With a uniform data structure for information transfer established, we can create functions and classes that are reusable because of the standardized I/O expectations. A Pipe object represents some transformation that is applied to data as it flows through a pipeline. For example, a pipeline could begin with a source that reads from the database, followed by one that cache those reads in memory, then one that applies embedding transformations to create tensors, and so on.

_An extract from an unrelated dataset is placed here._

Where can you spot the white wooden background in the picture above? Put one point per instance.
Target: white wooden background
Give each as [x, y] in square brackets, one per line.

These transformations are represented as classes rather than functions because we sometimes want to be able to apply transformations in a just-in-time or ahead-of-time manner, or have the transformations be dependent on some upstream or downstream aspect of the pipeline. For example, the Pipe that creates minibatches for training can convert its inputs to tensors and move them to GPU as a minibatch is created, using the tensor-conversion method implemented by an upstream Pipe. Or a Pipe that caches its inputs can prefetch objects to improve overall performance, and so on.

_images/Pipes-notext.png

Junctions

Whereas Pipes are designed to have one input, Junctions can have multiple inputs, called components. Since there is no unambiguous way to define how recursive method calls would work in this situation, it is the responsibility of each Junction to have built-in logic for how to aggregate its components in order to respond to method calls from downstream sources. This provides a way to construct more complex computation graphs.

_images/Junctions-notext.png

Models

Models are a data structure for representing mathematical models that can be stacked together, incorporated into pipelines, and have their parameters trained using PyTorch. These Models don’t have to be neural networks or even machine learning models; they can represent any function that you want. The goal of the Models class is to decouple the parameterization of a model from its computation. By doing this, those parameters can be swapped in and out as needed, while the computation logic is contained in the code itself. This structure makes it easy to save and load models. For example, if a Model computes y = m*x+b, the parameters m and b can be provided during initialization, they can be learned using gradient descent, or loaded in from a database.

_images/JustModels-notext.png

Models function like Junctions with respect to their parameters, which are called components. These components can be PyTorch Parameters, PyTorch Modules, or some other object that has whatever methods/attributes the Model requires. Models function like Pipes with respect to their arguments. Hence, you can insert a Model inside a Pipeline. Models also function like PyTorch Modules with respect to computation and training. Hence, once you have created a Model, you can train it using a method like gradient descent. PyTorch will keep track of gradients and Parameters inside your Models automatically. You can also freeze and unfreeze components of a Model using the freeze/unfreeze methods.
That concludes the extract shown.